The bottom line is that the racial designations don’t determine the average differences one finds in the “human characteristics and abilities” among the races. Such differences exist among all groups, including differences within each group such as the average differences between white people of different national origins. People differ for a host of reasons we have yet to fully tease out, and one would never expect those differences to completely even out among groups to produce a total homogeneity. But the differences are not determined by racial classifications; they are exhibited by the different groups (including racial groups), and they are averages.
The differences are also especially pronounced at the tails, as one might expect. That’s why you get all those black NBA stars, and all those Jewish Nobel winners. Is it “racist” of me to say so? I think it’s merely acknowledging what is observed. That doesn’t mean that one doesn’t have a genius such as Thomas Sowell among black people. And if you think there are no Jewish basketball players – well, there sure aren’t a lot, but there are some (see also this).

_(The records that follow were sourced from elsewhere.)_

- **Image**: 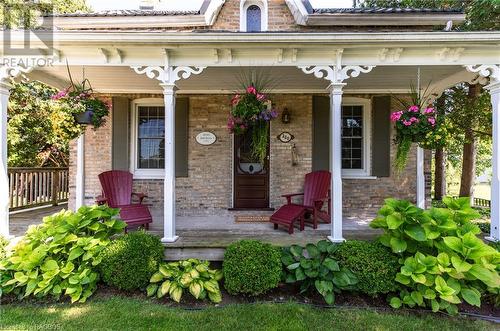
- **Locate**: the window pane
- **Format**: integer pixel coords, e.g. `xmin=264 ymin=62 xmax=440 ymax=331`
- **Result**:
xmin=246 ymin=5 xmax=261 ymax=32
xmin=341 ymin=106 xmax=363 ymax=170
xmin=137 ymin=106 xmax=165 ymax=169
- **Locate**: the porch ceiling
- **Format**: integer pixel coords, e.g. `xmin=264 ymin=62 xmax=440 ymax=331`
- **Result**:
xmin=30 ymin=65 xmax=470 ymax=94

The definition of racism has therefore expanded way beyond its original meaning, because old-school racists are just not all that common today compared to yesteryear, although they certainly exist. Because accusing people – and groups – of racism has become so very politically (and sometimes individually) useful, it had to be redefined in a broader way, and it had to become divorced from discriminatory actions since such actions became more and more uncommon if they continued to be defined in the old way.
The question that seems to obsess many people is whether these average differences among groups are mostly cultural or mostly genetic. That’s a question that people argue about vociferously, and I’m not going to take it up here. I’ve read tons of material on the subject, including The Bell Curve and much of Sowell, and I believe the differences have a small and poorly-understood genetic component and a huge and poorly-understood cultural one.
I also approach each person not as a member of an ethnic or racial group but as an individual capable of good or bad and usually a combination of both. I realize that’s an old-fashioned notion. But I think it’s the right one.